Media attorney Kelly Aviles, who represents Ferguson and the blog, said the city potentially opened itself up to legal liabilities when it admitted it stored sensitive data on Dropbox in the court filings. 

Aviles is also Voice of OC’s chief litigator. 

“I understand completely the problem the city is facing that they (Fullerton) inadvertently disclosed private information. But the solution is not to violate people’s rights. That only created more liability for the city,” Aviles said.  

She also said the Fullerton’s information technology staff should have done a better job securing the alleged confidential information. 

“The city has IT people that are well compensated, I don’t know how this ever could have happened in the first place. The default restrictions from Dropbox would not allow this. You would have had to affirmatively configure your account in such a way to make this possible. So, it’s not like it was necessarily inadvertent,” Aviles said. 

Delaney’s order has been criticized by state and national First Amendment advocacy groups, and prompted the Reporters’ Committee for Freedom of the Press to file support documents on Ferguson’s behalf in his appeal of the gag order

Townsend said she hasn’t seen Fullerton’s legal approach before.

“It’s not an argument that we’ve seen before. It’s a novel argument — a novel reading of the [computer laws],” Townsend said. “The idea that journalists or bloggers are going to be prosecuted for ‘hacking’ for basically accessing or looking at folders in a Dropbox folder they were given access to is bad.” 

Councilwoman Jan Flory said while she respects the First Amendment, the privacy of city employees is also at stake. Like Whitaker, she said she couldn’t speak about the legal advice given to the Council during closed session. 

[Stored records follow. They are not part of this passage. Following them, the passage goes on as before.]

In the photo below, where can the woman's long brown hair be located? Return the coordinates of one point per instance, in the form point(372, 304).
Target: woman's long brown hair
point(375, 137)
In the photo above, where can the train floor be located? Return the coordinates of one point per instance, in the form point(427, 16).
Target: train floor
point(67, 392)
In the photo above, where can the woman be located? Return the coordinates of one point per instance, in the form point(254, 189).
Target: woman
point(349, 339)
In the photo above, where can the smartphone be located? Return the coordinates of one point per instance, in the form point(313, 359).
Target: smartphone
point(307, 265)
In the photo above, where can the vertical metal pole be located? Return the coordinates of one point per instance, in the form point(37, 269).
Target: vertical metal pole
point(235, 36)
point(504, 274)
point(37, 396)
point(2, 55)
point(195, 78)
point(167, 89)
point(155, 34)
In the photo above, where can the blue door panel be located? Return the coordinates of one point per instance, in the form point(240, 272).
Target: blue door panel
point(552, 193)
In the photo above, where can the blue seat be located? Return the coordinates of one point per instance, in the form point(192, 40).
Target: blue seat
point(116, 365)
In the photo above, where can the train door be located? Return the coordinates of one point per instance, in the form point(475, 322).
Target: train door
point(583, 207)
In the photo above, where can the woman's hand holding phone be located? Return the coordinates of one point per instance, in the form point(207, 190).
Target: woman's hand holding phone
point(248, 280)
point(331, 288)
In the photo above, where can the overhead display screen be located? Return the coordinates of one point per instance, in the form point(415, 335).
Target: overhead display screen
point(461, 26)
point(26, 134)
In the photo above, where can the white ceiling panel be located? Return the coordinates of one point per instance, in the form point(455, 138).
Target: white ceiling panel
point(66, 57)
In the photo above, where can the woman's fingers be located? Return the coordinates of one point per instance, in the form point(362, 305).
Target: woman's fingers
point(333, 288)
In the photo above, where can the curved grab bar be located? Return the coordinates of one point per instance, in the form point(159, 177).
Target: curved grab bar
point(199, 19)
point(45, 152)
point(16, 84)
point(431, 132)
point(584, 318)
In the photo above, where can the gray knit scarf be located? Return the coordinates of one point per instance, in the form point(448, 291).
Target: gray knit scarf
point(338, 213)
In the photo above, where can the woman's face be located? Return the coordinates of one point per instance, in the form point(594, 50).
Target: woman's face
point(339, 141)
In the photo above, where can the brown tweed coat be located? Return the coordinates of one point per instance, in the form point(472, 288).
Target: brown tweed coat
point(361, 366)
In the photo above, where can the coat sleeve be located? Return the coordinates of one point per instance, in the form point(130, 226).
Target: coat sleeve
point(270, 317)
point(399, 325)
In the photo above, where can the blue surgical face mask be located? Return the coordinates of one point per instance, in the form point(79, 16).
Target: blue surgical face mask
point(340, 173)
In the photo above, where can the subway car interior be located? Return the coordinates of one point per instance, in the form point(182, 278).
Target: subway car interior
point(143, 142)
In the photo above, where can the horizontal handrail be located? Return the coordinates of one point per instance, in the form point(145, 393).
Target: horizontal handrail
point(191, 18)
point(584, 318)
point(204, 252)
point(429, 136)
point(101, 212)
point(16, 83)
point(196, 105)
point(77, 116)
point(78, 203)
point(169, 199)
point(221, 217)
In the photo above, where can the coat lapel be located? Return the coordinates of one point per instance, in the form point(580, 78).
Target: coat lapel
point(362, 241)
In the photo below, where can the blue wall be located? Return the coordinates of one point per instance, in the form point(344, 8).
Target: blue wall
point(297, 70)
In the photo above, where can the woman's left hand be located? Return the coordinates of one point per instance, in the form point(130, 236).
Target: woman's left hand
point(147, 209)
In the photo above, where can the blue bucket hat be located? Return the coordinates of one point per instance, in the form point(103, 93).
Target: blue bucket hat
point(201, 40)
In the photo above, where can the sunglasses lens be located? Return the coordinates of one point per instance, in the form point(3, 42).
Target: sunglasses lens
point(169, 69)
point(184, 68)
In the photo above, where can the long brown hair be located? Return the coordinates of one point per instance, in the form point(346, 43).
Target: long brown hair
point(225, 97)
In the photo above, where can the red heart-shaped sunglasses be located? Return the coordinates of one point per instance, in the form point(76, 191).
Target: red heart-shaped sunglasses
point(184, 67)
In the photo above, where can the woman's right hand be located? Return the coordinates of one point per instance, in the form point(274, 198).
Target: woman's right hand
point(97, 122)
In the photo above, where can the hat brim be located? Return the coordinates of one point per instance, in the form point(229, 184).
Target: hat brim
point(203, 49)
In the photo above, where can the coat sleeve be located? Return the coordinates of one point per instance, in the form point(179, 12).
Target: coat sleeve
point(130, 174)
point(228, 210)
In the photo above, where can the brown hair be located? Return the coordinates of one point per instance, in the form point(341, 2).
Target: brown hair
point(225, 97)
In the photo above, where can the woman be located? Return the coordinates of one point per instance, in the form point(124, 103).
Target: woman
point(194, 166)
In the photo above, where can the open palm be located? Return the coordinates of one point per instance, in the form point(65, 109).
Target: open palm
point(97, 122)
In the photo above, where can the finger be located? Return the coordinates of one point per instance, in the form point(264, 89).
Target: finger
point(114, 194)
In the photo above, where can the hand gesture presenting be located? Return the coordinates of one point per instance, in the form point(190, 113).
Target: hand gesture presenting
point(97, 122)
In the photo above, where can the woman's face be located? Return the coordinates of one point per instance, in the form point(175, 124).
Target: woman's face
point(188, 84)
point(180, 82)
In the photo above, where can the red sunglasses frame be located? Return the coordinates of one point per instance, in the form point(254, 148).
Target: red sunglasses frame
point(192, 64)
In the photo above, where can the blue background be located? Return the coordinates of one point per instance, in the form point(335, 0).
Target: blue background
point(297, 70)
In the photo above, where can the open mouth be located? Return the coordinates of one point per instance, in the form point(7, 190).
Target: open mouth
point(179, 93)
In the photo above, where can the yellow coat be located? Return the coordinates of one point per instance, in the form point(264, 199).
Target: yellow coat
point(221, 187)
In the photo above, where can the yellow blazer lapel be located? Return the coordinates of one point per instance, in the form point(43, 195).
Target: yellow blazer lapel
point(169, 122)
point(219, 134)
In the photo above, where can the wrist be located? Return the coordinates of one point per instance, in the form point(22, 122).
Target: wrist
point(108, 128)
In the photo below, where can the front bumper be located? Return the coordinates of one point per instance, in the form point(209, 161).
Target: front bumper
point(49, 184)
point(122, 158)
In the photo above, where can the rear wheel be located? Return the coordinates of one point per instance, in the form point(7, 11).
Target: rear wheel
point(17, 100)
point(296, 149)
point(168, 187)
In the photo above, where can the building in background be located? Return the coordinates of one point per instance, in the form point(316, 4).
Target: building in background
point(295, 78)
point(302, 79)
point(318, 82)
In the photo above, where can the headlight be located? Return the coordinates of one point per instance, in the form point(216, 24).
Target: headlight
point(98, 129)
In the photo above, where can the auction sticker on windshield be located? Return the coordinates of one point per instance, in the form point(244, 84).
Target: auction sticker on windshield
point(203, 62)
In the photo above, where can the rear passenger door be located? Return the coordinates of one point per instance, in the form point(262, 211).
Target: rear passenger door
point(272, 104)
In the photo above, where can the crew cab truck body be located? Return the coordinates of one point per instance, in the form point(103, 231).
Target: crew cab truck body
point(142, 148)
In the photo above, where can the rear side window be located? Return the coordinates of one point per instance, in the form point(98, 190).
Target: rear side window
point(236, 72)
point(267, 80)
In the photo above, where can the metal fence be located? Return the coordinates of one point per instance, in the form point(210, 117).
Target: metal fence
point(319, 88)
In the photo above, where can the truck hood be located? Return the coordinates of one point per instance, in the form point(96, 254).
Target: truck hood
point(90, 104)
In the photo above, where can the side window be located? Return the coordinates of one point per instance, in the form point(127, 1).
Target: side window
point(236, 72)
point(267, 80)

“I think that First Amendment rights trump everything else, but I believe that Kim Barlow has done a good job in that the city also wants to protect Mr. Ferguson’s First Amendment rights,” said Flory in a Nov. 8 phone interview. 

She said the First Amendment isn’t the core issue.

“That’s not what’s at issue here. What’s at issue is he (Ferguson) obtained records that are private,” Flory said. “Or have some implications concerning the confidentiality of our city employees as well as members of the public.” 

Flory also expected the publication gag order to get blocked, at least temporarily, she said. 

“Was I shocked by it? No, not at all,” Flory said. 

Apparently the City Council hasn’t been fully briefed on what documents Ferguson may have. 

“None of the Council has been briefed exactly on what [Ferguson] might have obtained.” Flory said. 

Aviles, Townsend and the Bay Area-based First Amendment Coalition likened Ferguson’s legal battle to the Pentagon Papers. 

Townsend said Delaney’s publication gag order is illegal.

“That’s a prior restraint on free speech and even in the most extreme circumstances involving national security, like in the Pentagon Papers, the court ruled as unconstitutional,” Townsend said. 

The Pentagon Papers case started when President Richard Nixon tried to block the New York Times and other newspapers from publishing a classified study about the Vietnam War and the United States Supreme Court sided with the newspapers in 1971 and allowed publishing the study. 

The 7,000-page study was leaked to the New York Times, the Washington Post and other newspapers earlier that year by Daniel Ellsberg, a military analyst for the RAND Corporation. It showed the history of U.S. involvement in Vietnam starting in World War II until 1968, when there were over half a million troops in Vietnam. It was also the deadliest year during the war that saw nearly 17,000 servicemen killed

“The dominant purpose of the First Amendment was to prohibit the widespread practice of governmental suppression of embarrassing information. It is common knowledge that the First Amendment was adopted against the widespread use of the common law of seditious libel to punish the dissemination of material that is embarrassing to the powers-that-be,” wrote Justice William Douglas in his opinion on the Pentagon Papers case. 

Douglas sided with the newspapers.  

David Snyder, executive director for the First Amendment Coalition, previously told Voice of OC that the United States Supreme Court has never upheld a judge’s decision to block the publishing of documents

“The colonists were familiar with licensing of printing presses. The crown had the ability to license printers … that meant if you pissed off the king or the queen, they would revoke your license and you can’t publish,” Snyder said. “One of the purposes of the First Amendment was  to get the government out of the business of deciding who can or can’t publish.”

The blog also published a draft agreement June 11 between the city and former Lt. Kathryn Hamel to halt at least one internal affairs investigation if she resigned from the department, in an effort to shield the records from a new state disclosure law that allows the public to see select police misconduct records. 

“The whole thing is seriously ironic when you go and call the people that exposed secrecy and corruption — call them the criminals and try to avoid scrutiny of your own actions,” Aviles said.